Moody’s Analytics economist Sarah Tan told the Philippine News Agency (PNA) that while the drop in oil prices and improvement in supply of some agricultural products have improved relative to the situation last year, “prices of key food items and utility bills are keeping inflation hot.”
“The almost twofold year-on-year increase in prices of red onions, a staple in Filipino cuisine, are getting households teary-eyed.

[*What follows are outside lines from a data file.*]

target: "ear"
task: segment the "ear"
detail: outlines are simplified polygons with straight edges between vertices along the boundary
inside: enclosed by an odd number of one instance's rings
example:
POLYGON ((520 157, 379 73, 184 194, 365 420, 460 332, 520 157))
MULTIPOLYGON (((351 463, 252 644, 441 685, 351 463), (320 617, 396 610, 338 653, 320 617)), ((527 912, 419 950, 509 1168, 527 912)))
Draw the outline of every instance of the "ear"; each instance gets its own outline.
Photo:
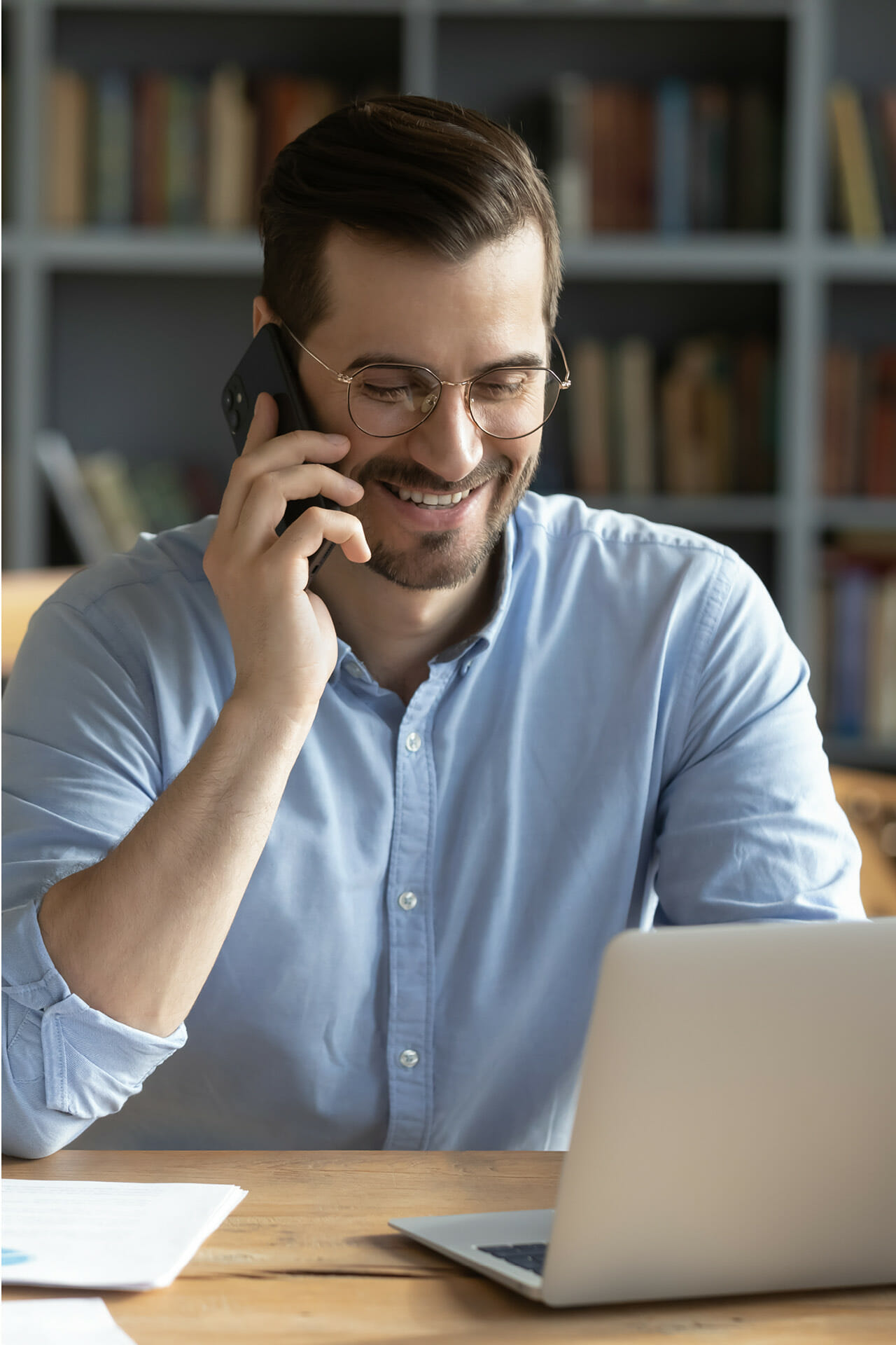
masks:
POLYGON ((270 307, 263 295, 255 295, 253 300, 253 336, 258 336, 262 327, 275 323, 277 313, 270 307))

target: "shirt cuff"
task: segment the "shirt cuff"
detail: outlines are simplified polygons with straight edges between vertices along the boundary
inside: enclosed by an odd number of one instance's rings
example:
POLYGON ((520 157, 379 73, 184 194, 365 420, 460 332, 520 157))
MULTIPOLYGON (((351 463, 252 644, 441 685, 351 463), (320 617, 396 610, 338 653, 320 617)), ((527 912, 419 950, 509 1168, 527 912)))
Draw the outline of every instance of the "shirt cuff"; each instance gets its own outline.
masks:
POLYGON ((3 993, 24 1010, 7 1048, 9 1069, 21 1079, 43 1073, 52 1111, 85 1120, 120 1111, 187 1041, 184 1024, 156 1037, 73 995, 46 950, 35 901, 4 911, 3 960, 3 993))

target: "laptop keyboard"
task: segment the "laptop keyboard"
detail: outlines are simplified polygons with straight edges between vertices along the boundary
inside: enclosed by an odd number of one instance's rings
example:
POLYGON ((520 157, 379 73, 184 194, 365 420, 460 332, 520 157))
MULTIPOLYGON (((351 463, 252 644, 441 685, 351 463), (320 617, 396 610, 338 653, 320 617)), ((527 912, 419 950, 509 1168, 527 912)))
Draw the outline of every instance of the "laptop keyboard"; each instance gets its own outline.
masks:
POLYGON ((509 1260, 512 1266, 520 1266, 521 1270, 533 1270, 536 1275, 541 1275, 544 1271, 547 1250, 547 1243, 510 1243, 509 1245, 498 1247, 477 1247, 480 1252, 500 1256, 501 1260, 509 1260))

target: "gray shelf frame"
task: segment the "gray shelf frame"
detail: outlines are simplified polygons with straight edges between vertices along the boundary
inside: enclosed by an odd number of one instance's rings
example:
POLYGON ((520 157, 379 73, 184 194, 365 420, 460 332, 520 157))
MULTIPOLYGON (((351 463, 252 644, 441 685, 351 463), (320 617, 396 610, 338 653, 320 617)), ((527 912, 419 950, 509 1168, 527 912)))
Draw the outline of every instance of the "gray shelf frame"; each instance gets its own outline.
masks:
MULTIPOLYGON (((443 17, 506 19, 549 16, 686 19, 768 19, 789 24, 786 75, 786 202, 780 235, 693 237, 664 241, 602 237, 564 247, 568 282, 717 280, 775 282, 780 286, 782 441, 785 451, 774 496, 755 499, 614 498, 592 503, 642 511, 650 518, 707 529, 759 529, 776 541, 776 599, 785 623, 813 663, 819 655, 813 601, 821 530, 896 530, 896 502, 827 500, 818 494, 821 370, 829 291, 833 284, 896 285, 896 243, 860 246, 832 238, 825 225, 825 93, 833 69, 833 4, 837 0, 265 0, 267 13, 364 13, 398 16, 402 86, 438 90, 438 26, 443 17)), ((844 3, 844 0, 840 0, 844 3)), ((44 508, 32 445, 48 402, 47 352, 50 292, 59 272, 126 272, 253 276, 261 249, 253 234, 199 230, 85 230, 54 233, 40 222, 40 75, 51 62, 56 11, 89 8, 165 9, 154 0, 5 0, 15 19, 11 65, 19 78, 16 116, 16 218, 3 231, 3 265, 9 284, 9 375, 15 395, 8 416, 4 514, 8 564, 44 562, 44 508)), ((179 9, 247 12, 251 0, 179 0, 179 9)), ((896 745, 832 740, 841 760, 896 768, 896 745)))

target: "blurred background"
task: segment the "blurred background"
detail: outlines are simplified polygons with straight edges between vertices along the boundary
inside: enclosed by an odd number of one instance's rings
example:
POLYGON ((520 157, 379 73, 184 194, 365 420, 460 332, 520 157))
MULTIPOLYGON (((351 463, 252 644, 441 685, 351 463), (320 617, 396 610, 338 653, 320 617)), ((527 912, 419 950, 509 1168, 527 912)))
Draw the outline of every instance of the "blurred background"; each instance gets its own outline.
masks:
POLYGON ((896 773, 896 0, 4 0, 9 611, 216 511, 258 183, 376 91, 549 176, 574 387, 536 488, 733 546, 832 763, 896 773))

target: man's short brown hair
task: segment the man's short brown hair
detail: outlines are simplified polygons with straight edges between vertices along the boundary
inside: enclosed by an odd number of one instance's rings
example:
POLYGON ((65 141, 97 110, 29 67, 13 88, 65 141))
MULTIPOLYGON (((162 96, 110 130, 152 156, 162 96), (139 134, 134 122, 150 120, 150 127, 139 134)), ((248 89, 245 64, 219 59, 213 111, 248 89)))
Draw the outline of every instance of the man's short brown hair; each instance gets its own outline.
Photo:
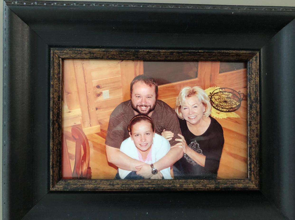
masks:
POLYGON ((155 86, 155 91, 156 93, 156 96, 158 95, 158 84, 156 81, 153 77, 146 75, 138 75, 133 79, 133 80, 130 83, 130 95, 132 94, 132 91, 133 89, 133 85, 135 83, 137 82, 142 82, 148 86, 150 87, 152 87, 153 86, 155 86))

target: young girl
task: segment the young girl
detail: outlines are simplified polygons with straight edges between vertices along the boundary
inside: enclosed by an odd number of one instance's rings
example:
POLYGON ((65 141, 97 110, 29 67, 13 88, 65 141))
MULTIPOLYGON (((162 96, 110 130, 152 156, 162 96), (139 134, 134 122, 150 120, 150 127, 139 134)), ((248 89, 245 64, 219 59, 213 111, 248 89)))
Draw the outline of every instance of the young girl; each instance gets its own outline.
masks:
MULTIPOLYGON (((148 116, 141 114, 131 119, 128 126, 130 137, 122 142, 120 151, 132 158, 151 164, 165 156, 170 150, 169 142, 155 133, 153 121, 148 116)), ((119 168, 121 179, 141 179, 135 171, 119 168)), ((162 170, 154 178, 172 179, 170 168, 162 170)), ((156 175, 154 175, 155 176, 156 175)), ((151 178, 153 178, 153 177, 151 178)))

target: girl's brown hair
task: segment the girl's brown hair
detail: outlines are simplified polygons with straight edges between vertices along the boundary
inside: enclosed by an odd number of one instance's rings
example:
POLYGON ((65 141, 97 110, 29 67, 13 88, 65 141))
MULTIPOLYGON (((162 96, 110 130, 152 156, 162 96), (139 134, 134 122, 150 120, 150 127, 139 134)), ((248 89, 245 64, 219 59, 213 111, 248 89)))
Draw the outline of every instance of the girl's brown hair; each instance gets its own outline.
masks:
POLYGON ((155 126, 154 123, 150 118, 146 115, 143 114, 139 114, 133 117, 130 120, 130 122, 129 123, 129 125, 127 128, 128 129, 128 131, 130 132, 130 134, 132 134, 131 131, 132 130, 132 127, 133 126, 138 122, 140 122, 142 121, 147 122, 149 122, 152 126, 152 128, 153 129, 153 132, 155 132, 155 126))

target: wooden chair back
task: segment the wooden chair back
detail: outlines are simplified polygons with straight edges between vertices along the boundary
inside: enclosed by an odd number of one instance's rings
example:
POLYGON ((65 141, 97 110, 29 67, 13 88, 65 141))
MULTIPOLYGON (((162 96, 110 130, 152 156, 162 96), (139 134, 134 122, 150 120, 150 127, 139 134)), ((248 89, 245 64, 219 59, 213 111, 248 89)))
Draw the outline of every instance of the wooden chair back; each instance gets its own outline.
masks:
POLYGON ((82 129, 79 128, 73 127, 72 128, 71 132, 72 135, 76 141, 75 165, 73 177, 91 178, 91 168, 88 166, 90 149, 88 139, 82 129), (82 149, 83 154, 81 156, 82 149))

Further, households are starting to bear the brunt of higher electricity rates with the one of the country’s main utilities, Meralco (Manila Electric Company), hiking their tariffs in March,” she said.
The deceleration of inflation rate is expected to boost the Bangko Sentral ng Pilipinas’ (BSP) policy rate setting.
Tan said “should the inflation readings reflect a consistent downward path, and one that is sizeable, that could give the BSP confidence to pause their rate hike rally.”
“Otherwise, we should expect the BSP to pull harder on the brakes until the inflation train is unambiguously slowing,” she added.
Last March, BSP’s policy-making Monetary Board (MB) hiked the central bank’s key rates by 25 basis points, a widely expected given the still elevated inflation rate in the second month of this year.
BSP eyes inflation to remain above the government’s 2 to 4 percent target band until the third quarter of this year.
Tan said that despite the elevated inflation, domestic demand has remained rather resilient.
“With the cumulative hikes totalling a whopping 425 basis points by the central bank thus far, the higher borrowing costs will soon bite into household consumption,” she said.
“Together with a slowing global economy hurting the demand for what Philippines sells to the world, that’s going to put a lid on the country’s growth this year,” she added.
Moody’s Analytics sees the Philippine economy growing by 5.7 percent this year. (PNA)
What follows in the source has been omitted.